Ini bukan sekadar soal fokus. Tapi tentang ruh yang absen dalam kehidupan.
🔁 Kembali ke Momen yang Hidup
Kesadaran tidak datang dari liburan mahal atau detoks digital. Ia hadir dari keberanian untuk berhenti—meski sejenak.
Coba hari ini: duduk tanpa gawai. Diam. Rasakan napasmu. Pandang wajah orang yang kau cintai dan benar-benar dengarkan. Ucapkan:
“Aku bersyukur masih bersamamu hari ini.”
Jon Kabat-Zinn, pelopor mindfulness modern, menyebut kesadaran sebagai hadir sepenuhnya tanpa menghakimi.
Dan dalam Islam, ini adalah khusyuk. Ini adalah muraqabah. Ini adalah hadirnya jiwa bersama Allah.
🕊️ Hadir Adalah Ibadah yang Sering Dilupakan
-
Kapan terakhir kali kamu benar-benar shalat dengan hati?
-
Kapan kamu memeluk seseorang bukan karena formalitas, tapi karena cinta?
-
Kapan kamu membaca Al-Qur’an lalu menangis… bukan karena sedih, tapi karena rindu?
Mungkin jawabannya: sudah lama. Tapi ada satu hal yang melegakan: tidak pernah ada kata terlambat untuk kembali.
Karena Allah tak menunggu kecepatan kita—Dia hanya menunggu kesungguhan niat kita.
“Hidup bukan tentang banyaknya gerakan. Tapi tentang makna di setiap langkah.”
📌 Tantangan Tiga Hari: Hadir Sepenuh Hati
✅ Hari Ini:
Luangkan 5 menit untuk duduk diam. Tanpa layar. Tanpa distraksi.

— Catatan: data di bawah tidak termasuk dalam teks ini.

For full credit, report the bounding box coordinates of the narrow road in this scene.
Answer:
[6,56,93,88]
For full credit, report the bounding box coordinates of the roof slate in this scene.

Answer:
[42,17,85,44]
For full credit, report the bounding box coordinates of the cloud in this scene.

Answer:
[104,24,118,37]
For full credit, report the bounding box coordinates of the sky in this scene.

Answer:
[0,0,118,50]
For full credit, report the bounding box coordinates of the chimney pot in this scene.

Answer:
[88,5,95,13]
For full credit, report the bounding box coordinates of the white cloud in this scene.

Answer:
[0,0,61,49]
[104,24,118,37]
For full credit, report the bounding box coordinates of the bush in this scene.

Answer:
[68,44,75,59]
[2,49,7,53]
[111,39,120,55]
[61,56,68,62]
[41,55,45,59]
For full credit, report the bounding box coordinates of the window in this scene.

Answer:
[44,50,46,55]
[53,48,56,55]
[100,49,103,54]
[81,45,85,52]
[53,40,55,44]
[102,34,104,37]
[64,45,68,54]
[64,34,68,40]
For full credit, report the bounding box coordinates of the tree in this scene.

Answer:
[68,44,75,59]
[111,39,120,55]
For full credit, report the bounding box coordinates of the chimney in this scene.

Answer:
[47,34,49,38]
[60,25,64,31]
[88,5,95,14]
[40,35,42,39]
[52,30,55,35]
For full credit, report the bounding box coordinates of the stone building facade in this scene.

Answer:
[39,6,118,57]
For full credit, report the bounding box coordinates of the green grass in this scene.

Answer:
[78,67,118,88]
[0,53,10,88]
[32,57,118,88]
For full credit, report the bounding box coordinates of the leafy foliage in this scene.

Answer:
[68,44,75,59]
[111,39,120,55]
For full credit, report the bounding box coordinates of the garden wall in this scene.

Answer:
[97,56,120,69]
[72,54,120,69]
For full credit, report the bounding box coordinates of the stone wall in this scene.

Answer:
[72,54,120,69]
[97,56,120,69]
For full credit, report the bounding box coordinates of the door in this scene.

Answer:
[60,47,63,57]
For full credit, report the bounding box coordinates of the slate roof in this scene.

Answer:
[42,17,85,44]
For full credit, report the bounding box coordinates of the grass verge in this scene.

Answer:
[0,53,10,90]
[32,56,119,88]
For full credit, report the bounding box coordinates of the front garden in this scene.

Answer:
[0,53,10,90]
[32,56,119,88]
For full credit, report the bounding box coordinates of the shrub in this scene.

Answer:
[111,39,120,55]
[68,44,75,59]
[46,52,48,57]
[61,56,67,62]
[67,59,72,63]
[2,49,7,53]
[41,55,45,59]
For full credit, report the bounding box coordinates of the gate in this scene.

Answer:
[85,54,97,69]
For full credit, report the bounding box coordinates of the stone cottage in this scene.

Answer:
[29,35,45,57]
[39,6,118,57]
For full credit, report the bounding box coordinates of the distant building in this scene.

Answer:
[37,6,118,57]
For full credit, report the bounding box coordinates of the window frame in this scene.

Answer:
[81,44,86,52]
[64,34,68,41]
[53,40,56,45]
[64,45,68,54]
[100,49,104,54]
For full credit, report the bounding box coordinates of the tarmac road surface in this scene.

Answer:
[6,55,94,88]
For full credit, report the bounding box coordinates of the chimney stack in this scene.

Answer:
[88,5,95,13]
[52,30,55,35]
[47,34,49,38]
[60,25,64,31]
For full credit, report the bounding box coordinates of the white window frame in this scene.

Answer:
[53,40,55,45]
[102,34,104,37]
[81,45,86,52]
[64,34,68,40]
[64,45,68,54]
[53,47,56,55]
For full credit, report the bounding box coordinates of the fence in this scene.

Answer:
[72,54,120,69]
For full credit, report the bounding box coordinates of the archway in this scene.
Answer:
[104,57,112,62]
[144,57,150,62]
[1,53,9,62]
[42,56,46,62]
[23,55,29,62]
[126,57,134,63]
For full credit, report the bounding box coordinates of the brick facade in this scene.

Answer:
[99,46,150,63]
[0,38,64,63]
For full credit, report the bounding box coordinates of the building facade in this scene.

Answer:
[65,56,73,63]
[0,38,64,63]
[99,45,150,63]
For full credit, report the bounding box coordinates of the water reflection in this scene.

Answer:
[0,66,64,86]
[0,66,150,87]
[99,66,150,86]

Hanya kamu dan napasmu.
✅ Hari Kedua:
Hadiri satu momen dengan penuh kesadaran: makan tanpa gawai, berbicara tanpa menyela, sujud dengan hati.
✅ Hari Ketiga:
Ucapkan satu kalimat dengan sadar:
“Ya Allah, jangan biarkan aku hidup tanpaMu.”
📖 Penutup: Jalan Pulang Selalu Terbuka
Kadang jiwa kita tersesat bukan karena dosa besar, tapi karena terlalu sibuk menjadi manusia produktif… hingga lupa menjadi manusia yang hadir.
Tapi masih ada jalan pulang. Selalu.
Bahkan jika selama ini kita hidup seperti robot, cukup satu niat tulus untuk kembali.
Mungkin, jiwa kita sedang menunggu—di momen yang sunyi.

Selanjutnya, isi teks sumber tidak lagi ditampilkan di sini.